2. Shop Lenders and Compare Loan Offers
Whether you're looking for the lowest possible interest rate or lower monthly payments, you may want to submit multiple applications to see which lender offers you the best deal.
Start by making a list of the lenders that offer loans that meet your criteria. Consider the minimum and maximum loan amounts, terms and interest rates that each lender advertises. If you can find information about their typical credit score requirements, that can help you narrow the list.
Experian's free service can also provide you with multiple lenders and loan offers based on your credit profile.

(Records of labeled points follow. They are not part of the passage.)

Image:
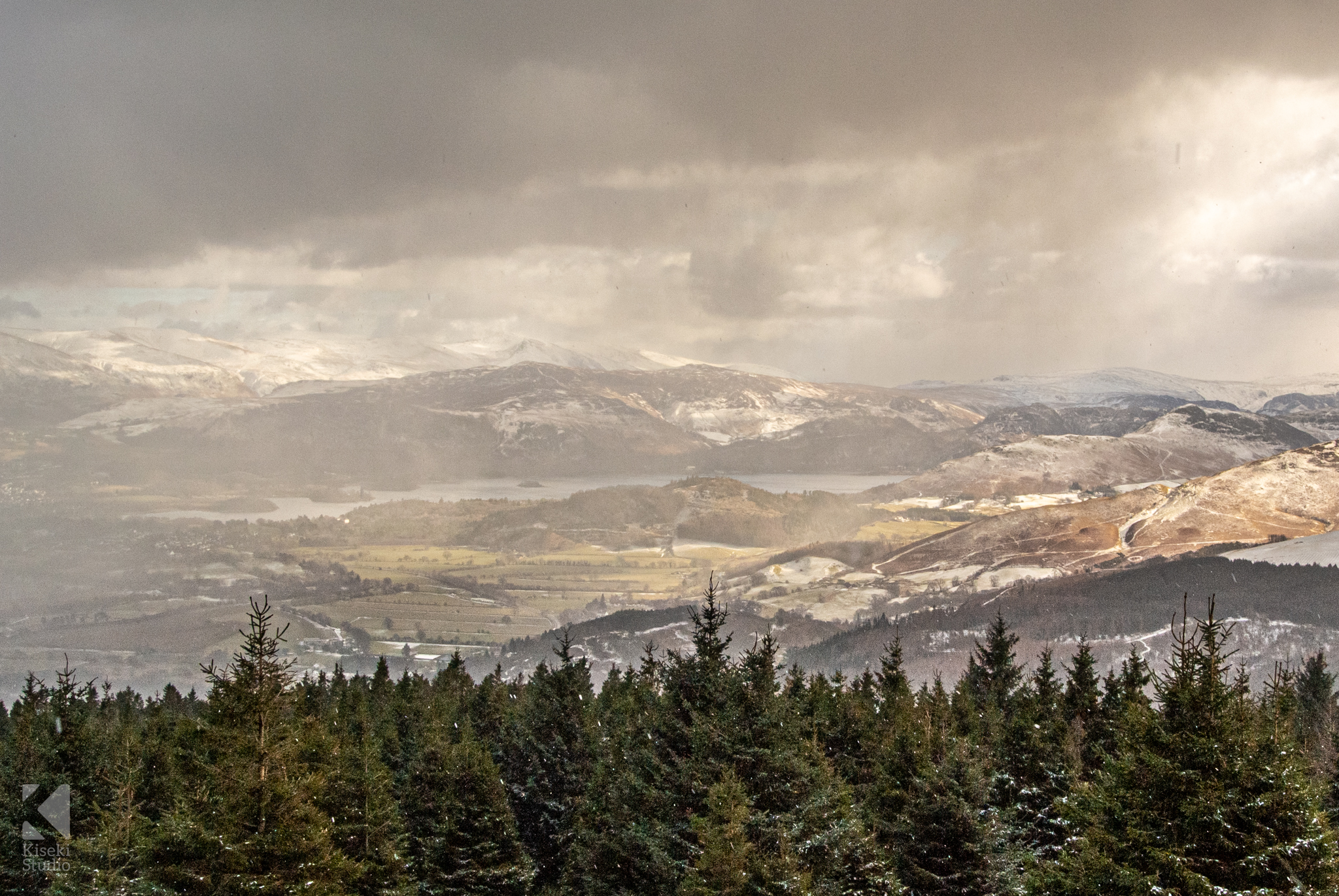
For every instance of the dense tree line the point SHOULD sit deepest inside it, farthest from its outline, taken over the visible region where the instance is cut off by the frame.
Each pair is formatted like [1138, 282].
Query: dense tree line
[694, 773]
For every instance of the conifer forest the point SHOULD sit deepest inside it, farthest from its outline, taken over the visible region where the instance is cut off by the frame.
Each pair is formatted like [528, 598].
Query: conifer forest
[694, 774]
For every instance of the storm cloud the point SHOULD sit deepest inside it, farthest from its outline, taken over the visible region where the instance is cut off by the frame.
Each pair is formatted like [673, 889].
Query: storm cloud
[871, 192]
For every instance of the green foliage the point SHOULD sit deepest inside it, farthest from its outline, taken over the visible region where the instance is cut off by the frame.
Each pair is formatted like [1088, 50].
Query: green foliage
[705, 771]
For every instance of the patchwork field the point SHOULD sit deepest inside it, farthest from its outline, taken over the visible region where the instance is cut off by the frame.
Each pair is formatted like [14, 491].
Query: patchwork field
[469, 596]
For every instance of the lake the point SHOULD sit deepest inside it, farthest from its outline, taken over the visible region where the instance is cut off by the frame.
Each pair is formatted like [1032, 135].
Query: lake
[552, 488]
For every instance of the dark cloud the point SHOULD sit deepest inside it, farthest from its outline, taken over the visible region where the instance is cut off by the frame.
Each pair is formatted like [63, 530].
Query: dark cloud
[11, 308]
[903, 189]
[143, 130]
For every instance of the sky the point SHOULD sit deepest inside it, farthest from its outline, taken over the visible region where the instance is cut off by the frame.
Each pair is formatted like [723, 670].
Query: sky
[867, 192]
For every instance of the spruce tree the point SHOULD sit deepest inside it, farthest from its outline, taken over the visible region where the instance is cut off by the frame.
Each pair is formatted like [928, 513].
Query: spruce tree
[548, 758]
[462, 838]
[1207, 795]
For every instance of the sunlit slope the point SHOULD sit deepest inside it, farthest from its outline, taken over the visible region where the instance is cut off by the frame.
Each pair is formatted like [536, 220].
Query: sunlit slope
[1294, 493]
[1291, 495]
[1183, 444]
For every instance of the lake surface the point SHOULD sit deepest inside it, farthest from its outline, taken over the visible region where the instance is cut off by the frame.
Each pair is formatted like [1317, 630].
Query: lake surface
[552, 488]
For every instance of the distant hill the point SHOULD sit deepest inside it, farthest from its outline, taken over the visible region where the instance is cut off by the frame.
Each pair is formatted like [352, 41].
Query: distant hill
[1185, 442]
[1294, 493]
[1278, 610]
[1120, 388]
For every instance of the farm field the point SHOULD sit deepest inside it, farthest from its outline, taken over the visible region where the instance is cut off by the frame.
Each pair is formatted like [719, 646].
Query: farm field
[469, 596]
[904, 532]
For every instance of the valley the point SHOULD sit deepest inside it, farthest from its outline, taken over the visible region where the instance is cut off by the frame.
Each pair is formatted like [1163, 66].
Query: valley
[406, 501]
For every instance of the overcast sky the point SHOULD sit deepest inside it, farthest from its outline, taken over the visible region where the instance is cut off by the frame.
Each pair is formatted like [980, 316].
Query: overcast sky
[873, 192]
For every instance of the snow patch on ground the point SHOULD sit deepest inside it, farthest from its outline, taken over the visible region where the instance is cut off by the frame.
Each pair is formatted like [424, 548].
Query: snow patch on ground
[1321, 550]
[1006, 576]
[805, 571]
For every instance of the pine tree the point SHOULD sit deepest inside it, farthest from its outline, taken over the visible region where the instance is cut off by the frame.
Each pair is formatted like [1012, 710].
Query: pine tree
[462, 838]
[254, 825]
[1206, 796]
[548, 758]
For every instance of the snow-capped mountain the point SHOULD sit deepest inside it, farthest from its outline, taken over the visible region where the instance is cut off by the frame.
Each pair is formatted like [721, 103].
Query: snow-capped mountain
[180, 363]
[1120, 386]
[1185, 442]
[1290, 495]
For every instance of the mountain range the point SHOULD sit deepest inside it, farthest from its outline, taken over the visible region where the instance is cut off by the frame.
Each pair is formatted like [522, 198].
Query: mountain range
[300, 409]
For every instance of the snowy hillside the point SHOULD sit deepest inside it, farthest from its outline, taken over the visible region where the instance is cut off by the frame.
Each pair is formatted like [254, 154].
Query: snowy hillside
[177, 363]
[1120, 385]
[1187, 442]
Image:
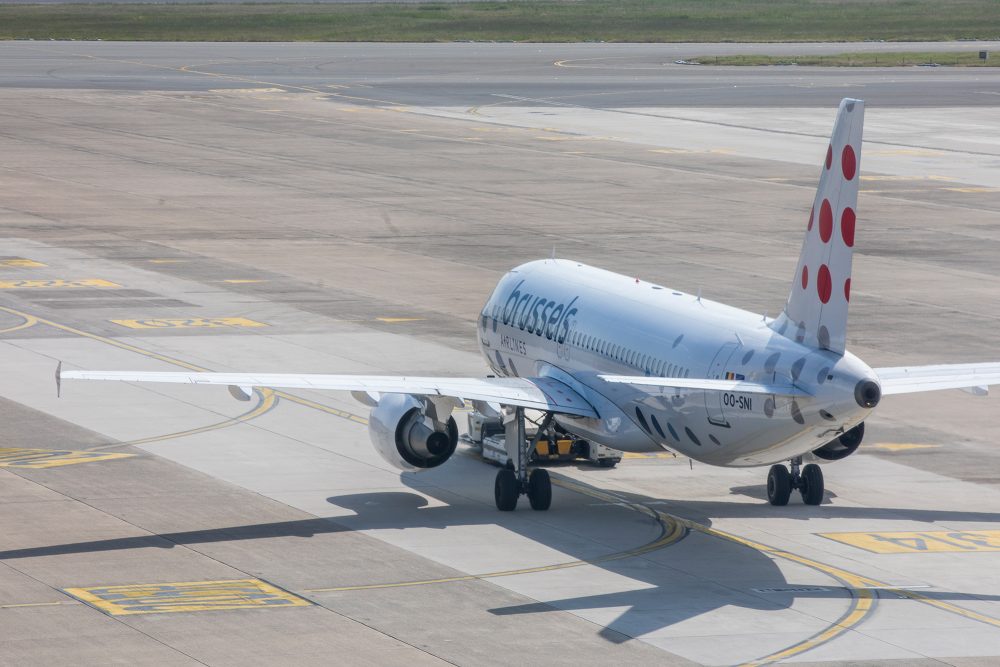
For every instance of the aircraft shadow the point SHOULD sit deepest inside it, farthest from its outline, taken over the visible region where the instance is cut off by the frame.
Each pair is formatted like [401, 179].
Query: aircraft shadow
[695, 576]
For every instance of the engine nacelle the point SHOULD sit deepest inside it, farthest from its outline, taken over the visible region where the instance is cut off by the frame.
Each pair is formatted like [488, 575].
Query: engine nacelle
[406, 432]
[843, 446]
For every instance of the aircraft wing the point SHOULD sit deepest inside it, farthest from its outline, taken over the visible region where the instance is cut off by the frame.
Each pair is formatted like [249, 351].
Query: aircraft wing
[737, 386]
[533, 393]
[974, 378]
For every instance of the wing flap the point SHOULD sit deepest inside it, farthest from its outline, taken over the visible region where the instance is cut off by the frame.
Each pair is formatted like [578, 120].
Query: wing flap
[914, 379]
[534, 393]
[735, 386]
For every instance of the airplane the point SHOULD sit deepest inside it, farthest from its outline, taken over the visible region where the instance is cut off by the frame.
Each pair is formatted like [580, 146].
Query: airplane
[640, 367]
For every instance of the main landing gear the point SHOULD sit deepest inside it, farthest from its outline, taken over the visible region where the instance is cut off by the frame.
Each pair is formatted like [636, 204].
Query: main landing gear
[512, 483]
[809, 482]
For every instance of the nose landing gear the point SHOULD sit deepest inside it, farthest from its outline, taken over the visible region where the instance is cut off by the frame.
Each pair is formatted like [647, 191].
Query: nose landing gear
[808, 480]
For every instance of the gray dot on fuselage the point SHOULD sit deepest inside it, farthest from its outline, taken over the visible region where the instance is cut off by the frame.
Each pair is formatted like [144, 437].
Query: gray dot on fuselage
[797, 413]
[824, 336]
[772, 362]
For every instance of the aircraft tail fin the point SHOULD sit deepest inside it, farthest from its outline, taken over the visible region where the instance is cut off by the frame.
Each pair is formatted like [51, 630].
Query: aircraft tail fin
[816, 311]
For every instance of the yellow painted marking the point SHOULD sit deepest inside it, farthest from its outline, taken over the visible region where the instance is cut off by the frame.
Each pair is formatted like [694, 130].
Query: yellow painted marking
[863, 598]
[186, 596]
[190, 323]
[22, 263]
[16, 457]
[56, 283]
[671, 533]
[900, 446]
[268, 399]
[921, 541]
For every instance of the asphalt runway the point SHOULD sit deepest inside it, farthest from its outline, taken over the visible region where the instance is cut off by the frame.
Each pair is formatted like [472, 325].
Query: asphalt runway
[347, 208]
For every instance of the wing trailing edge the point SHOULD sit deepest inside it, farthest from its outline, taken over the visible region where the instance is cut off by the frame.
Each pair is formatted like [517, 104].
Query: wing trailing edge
[533, 393]
[973, 378]
[735, 386]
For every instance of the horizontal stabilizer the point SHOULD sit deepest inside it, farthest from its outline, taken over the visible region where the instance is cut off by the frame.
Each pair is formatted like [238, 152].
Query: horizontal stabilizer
[913, 379]
[735, 386]
[534, 393]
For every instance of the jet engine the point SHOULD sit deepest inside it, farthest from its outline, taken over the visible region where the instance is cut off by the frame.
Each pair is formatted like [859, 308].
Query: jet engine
[408, 432]
[843, 446]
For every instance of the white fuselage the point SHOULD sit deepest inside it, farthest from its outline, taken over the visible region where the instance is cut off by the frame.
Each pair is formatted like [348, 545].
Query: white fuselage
[574, 322]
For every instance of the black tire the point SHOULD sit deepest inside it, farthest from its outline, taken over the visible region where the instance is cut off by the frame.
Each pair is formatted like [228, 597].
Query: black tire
[779, 485]
[506, 491]
[539, 490]
[812, 484]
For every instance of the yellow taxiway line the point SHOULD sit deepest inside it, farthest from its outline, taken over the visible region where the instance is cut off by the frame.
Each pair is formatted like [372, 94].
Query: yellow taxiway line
[861, 588]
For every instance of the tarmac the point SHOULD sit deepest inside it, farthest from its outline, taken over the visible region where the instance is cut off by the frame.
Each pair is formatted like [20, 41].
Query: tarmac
[347, 208]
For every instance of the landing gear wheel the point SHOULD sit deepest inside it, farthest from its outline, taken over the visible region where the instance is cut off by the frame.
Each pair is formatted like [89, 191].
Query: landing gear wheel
[812, 485]
[779, 485]
[539, 490]
[506, 490]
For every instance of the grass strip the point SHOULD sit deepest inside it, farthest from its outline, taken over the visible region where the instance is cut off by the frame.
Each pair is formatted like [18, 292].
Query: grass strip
[517, 20]
[884, 59]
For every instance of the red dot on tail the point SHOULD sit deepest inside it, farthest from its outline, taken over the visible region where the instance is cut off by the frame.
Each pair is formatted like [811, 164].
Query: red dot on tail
[849, 162]
[824, 284]
[825, 221]
[847, 220]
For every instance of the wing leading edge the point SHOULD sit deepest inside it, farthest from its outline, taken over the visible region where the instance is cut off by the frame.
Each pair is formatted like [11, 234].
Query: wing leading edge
[912, 379]
[533, 393]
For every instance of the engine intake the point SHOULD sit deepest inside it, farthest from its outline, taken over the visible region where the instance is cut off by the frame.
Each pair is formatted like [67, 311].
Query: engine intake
[843, 446]
[405, 431]
[867, 394]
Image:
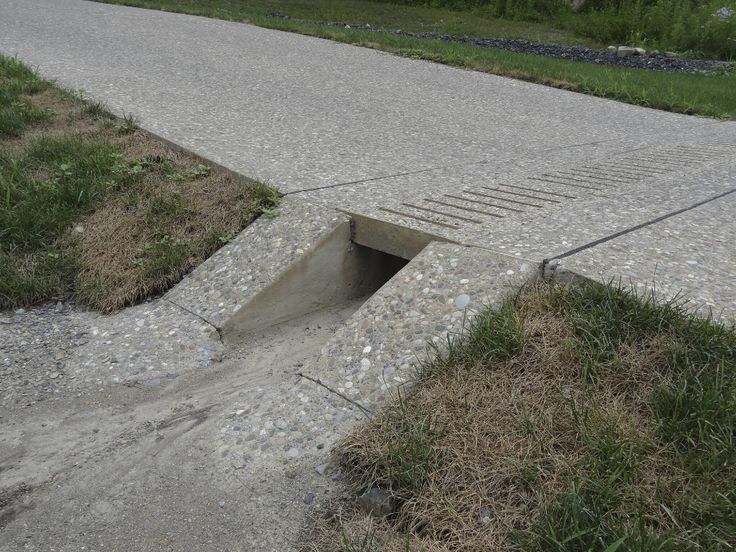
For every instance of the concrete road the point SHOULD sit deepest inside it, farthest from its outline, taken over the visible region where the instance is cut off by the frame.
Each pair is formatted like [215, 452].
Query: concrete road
[609, 189]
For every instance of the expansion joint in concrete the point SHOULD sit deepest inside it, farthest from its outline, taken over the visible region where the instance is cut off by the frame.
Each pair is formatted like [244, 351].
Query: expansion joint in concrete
[548, 262]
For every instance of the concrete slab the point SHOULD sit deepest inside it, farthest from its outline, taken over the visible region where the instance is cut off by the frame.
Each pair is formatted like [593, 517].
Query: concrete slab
[302, 112]
[690, 255]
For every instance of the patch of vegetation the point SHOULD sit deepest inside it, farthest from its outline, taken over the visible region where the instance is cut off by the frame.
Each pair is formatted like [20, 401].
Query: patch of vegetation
[17, 82]
[89, 208]
[708, 95]
[699, 27]
[571, 418]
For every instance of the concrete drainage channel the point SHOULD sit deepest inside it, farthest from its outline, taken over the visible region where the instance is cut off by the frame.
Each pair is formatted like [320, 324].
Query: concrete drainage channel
[220, 444]
[337, 274]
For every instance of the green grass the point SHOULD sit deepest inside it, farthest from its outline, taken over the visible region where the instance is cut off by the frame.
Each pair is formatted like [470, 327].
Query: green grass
[586, 418]
[94, 210]
[706, 95]
[17, 81]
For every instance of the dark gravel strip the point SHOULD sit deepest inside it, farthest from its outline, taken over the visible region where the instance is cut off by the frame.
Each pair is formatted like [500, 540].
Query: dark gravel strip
[651, 62]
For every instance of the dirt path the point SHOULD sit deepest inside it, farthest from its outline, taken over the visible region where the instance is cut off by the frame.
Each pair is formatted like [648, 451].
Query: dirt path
[134, 467]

3. Apply For and Accept a Loan
Once you've identified good potential lenders, submit multiple applications starting with the lender you think is the best fit. To limit the impact on your credit scores, try to submit all your applications within 14 days.
You can then compare your official loan offers from each lender before accepting the best one.
4. Pay Off Your Old Loans
Some lenders may be able to send the money you're borrowing directly to your current creditors to pay off your loans. Otherwise, the lender might send you the funds, which you can then use to pay off your personal loans.
5. Confirm Your Old Loans Are Paid Off
Don't forget about your old loans until you've confirmed that the accounts have a zero balance and are closed. You don't want to wind up accidentally missing a payment due to poor timing.
Is Refinancing a Personal Loan Worth a Drop in Credit Scores?
Overall, refinancing personal loans may lead to a minor drop in your credit scores due to the hard inquiries from the applications and opening of a new credit account. Over time, your scores may recover and then increase if you continually make on-time payments on your new loan. Generally, the small drop is worth it if refinancing can save you money or make managing your loan payments easier.